No se puede descocer lo cocido. No se puede volver a una etapa previa, anterior. El progreso, la vida, el tiempo tienen una sola dirección. No se pueden derribar los aviones de todos los cielos. Destruir las fibras ópticas. No se puede anular la televisión. Se la puede ignorar hasta cierto punto, pero es como una entidad viva que no muere, como un virus que anida en la comunidad, saltando de un cuerpo a otro. Y eso ocurre también con las cirugías. Pero no es lo mismo que con la televisión. La televisión se puede apagar. Y cuando aceptamos la cirugía, aceptamos un corte en la piel.  Aunque quizás no se trate de dos situaciones diferentes. Un corte en la piel, un corte en la neurosis.  ¿Laceran nuestra retina y nuestro cerebro las imágenes de las pantallas? Quizás haya algo, un lugar donde se unan la televisión y la cirugía. La televisión es la avanzada, la cabeza de playa, se infiltra, entra por los ojos y, desde adentro, comienza el trabajo de demolición y reformulación del cuerpo. (págs. 92-93)
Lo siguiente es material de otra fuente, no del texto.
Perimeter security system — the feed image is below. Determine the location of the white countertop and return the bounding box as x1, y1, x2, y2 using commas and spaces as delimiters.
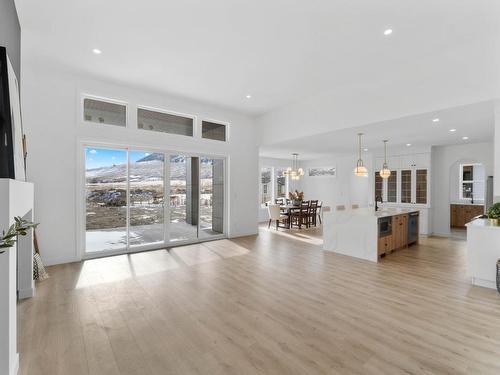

La interacción del personaje con otros seres —su jefe en la asociación de cirujanos, la secretaria, varios doctores, pacientes con consultas y reclamos, así como las mujeres con las que desarrolla algún tipo de relación, el sexo como medio y fin de contacto— es lo que mueve la acción de la novela. Pasa poco, desde luego: vidas que se cruzan, que se necesitan y se absorben. El narrador sabe qué hacer, gana la confianza de su jefe, su capacidad adquisitiva mejora, aprovecha la oportunidad y sin remordimientos decide apostar por el engaño, el daño, para evidenciar cómo se mueve el sistema. No es una misión, es solo una reacción. El sexo es el punto de contacto, de intervención, de un cuerpo a otro, de contacto consciente. Hay algo político de por medio: pese a lo que se puede presumir como dureza y hasta misoginia, el narrador acuerda y acepta ser parte de actos sexuales particulares con las mujeres con las que se acuesta. Una idea de respeto que no cae en la lección, sino en la normalidad. Por eso la particularidad del lenguaje y las descripciones en las escenas de sexo: toda esa sensación de distancia social que parece ser la medida del personaje queda desdibujada con una intimidad que no doblega a otro ser, pero que puede ser mecanismo para someter y ser sometido.

Eso que está por debajo, que brota con un corte, también se evidencia en el lenguaje. Y el narrador, al hablarse y decirnos lo que piensa, se reformula. Uno no puede escapar del tiempo ni de las herramientas con las que le toca vivir.